NSA Issues Guidance on Replacing Obsolete TLS Versions
upstart writes in with an IRC submission:
NSA Issues Guidance on Replacing Obsolete TLS Versions:
The National Security Agency (NSA) this week issued guidance for National Security System (NSS), Department of Defense (DoD), and Defense Industrial Base (DIB) cybersecurity decision makers, system admins, and network security analysts to replace obsolete versions of the Transport Layer Security (TLS) protocol.
TLS and Secure Sockets Layer (SSL) were designed to ensure the security and privacy of communication channels between clients and servers through encryption and authentication.

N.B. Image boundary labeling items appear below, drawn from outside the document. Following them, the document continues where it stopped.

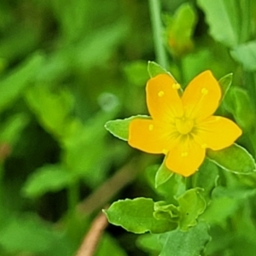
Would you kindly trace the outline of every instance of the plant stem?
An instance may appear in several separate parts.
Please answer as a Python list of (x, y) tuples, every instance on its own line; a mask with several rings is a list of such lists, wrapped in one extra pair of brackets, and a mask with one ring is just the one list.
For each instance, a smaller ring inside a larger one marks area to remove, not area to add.
[(162, 67), (167, 68), (167, 56), (163, 42), (163, 31), (160, 17), (160, 0), (148, 1), (156, 61)]

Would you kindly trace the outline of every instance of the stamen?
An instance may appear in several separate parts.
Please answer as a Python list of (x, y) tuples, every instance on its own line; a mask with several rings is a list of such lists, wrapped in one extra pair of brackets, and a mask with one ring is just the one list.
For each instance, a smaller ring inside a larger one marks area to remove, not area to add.
[(188, 152), (183, 152), (181, 155), (182, 155), (182, 157), (186, 157), (186, 156), (188, 156), (188, 154), (189, 154)]
[(163, 152), (163, 154), (167, 154), (167, 153), (168, 153), (167, 149), (166, 149), (166, 148), (164, 148), (164, 149), (162, 150), (162, 152)]
[(180, 89), (180, 84), (177, 84), (177, 83), (175, 83), (175, 84), (172, 84), (172, 88), (178, 90), (178, 89)]
[(202, 88), (202, 90), (201, 90), (201, 92), (203, 94), (203, 95), (207, 95), (208, 93), (208, 90), (207, 88)]
[(207, 143), (203, 143), (203, 144), (201, 145), (201, 147), (202, 148), (207, 148)]
[(165, 95), (165, 92), (160, 90), (159, 93), (158, 93), (158, 96), (159, 97), (162, 97), (163, 96)]

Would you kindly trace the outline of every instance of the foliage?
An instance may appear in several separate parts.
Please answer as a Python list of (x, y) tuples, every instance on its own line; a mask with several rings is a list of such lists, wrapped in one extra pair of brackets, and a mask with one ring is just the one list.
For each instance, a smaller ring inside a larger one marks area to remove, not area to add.
[[(75, 255), (102, 208), (96, 256), (255, 254), (256, 3), (155, 1), (167, 65), (150, 1), (1, 1), (1, 255)], [(207, 69), (243, 133), (184, 177), (129, 125), (150, 78)]]

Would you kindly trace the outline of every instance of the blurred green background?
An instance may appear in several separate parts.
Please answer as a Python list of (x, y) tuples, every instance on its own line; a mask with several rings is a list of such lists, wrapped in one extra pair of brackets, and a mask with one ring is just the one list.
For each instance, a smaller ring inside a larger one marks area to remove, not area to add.
[[(233, 72), (241, 84), (243, 63), (234, 60), (240, 49), (230, 54), (236, 38), (226, 40), (216, 29), (209, 35), (218, 15), (206, 20), (207, 8), (189, 2), (161, 3), (166, 67), (183, 85), (207, 68), (218, 79)], [(244, 32), (236, 42), (254, 34)], [(148, 1), (0, 2), (0, 255), (73, 255), (108, 203), (155, 196), (144, 169), (158, 156), (104, 129), (109, 119), (147, 113), (147, 62), (155, 59)], [(228, 100), (223, 111), (252, 128), (253, 114), (232, 113)], [(254, 154), (247, 139), (241, 143)], [(148, 255), (136, 239), (109, 226), (96, 255)]]

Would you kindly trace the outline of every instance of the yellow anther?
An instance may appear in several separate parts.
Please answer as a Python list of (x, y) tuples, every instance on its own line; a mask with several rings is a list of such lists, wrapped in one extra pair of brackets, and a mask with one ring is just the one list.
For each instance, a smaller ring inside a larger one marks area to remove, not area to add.
[(180, 89), (180, 84), (177, 84), (177, 83), (175, 83), (175, 84), (172, 84), (172, 88), (178, 90), (178, 89)]
[(165, 93), (164, 93), (162, 90), (160, 90), (160, 91), (158, 93), (158, 96), (159, 96), (159, 97), (162, 97), (164, 95), (165, 95)]
[(163, 154), (167, 154), (167, 153), (168, 153), (167, 149), (166, 149), (166, 148), (164, 148), (164, 149), (162, 150), (162, 152), (163, 152)]
[(201, 90), (201, 92), (204, 95), (207, 95), (208, 93), (208, 90), (207, 88), (202, 88), (202, 90)]
[(153, 131), (153, 129), (154, 129), (154, 125), (148, 125), (148, 130), (149, 130), (149, 131)]
[(201, 145), (201, 147), (202, 148), (207, 148), (207, 143), (203, 143), (203, 144)]
[(183, 152), (182, 153), (182, 157), (186, 157), (188, 156), (189, 153), (188, 152)]

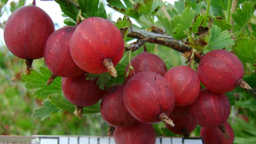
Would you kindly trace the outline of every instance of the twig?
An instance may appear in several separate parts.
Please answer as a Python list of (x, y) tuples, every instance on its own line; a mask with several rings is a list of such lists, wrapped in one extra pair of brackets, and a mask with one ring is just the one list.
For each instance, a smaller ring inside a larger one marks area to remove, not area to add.
[[(232, 1), (232, 6), (231, 7), (231, 13), (235, 12), (236, 10), (236, 6), (237, 5), (238, 0), (233, 0)], [(232, 28), (230, 30), (230, 32), (232, 33), (233, 32), (233, 26), (234, 24), (234, 21), (232, 17), (230, 18), (230, 23), (232, 25)]]
[(143, 39), (147, 42), (169, 47), (183, 53), (190, 52), (191, 50), (190, 47), (184, 44), (182, 41), (174, 39), (171, 36), (156, 34), (136, 28), (130, 28), (127, 36)]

The protocols encrypt data in traffic, but older versions of these protocols have proven insecure, weakening data protection. Furthermore, new attacks against them have been discovered, further proving their inefficiency.
[...] "NSA recommends that only TLS 1.2 or TLS 1.3 be used; and that SSL 2.0, SSL 3.0, TLS 1.0, and TLS1.1 not be used," the agency says.
[...] "This will also help organizations prepare for cryptographic agility to always stay ahead of malicious actors' abilities and protect important information. Using obsolete encryption provides a false sense of security because it may look as though sensitive data is protected, even though it really is not," the NSA notes.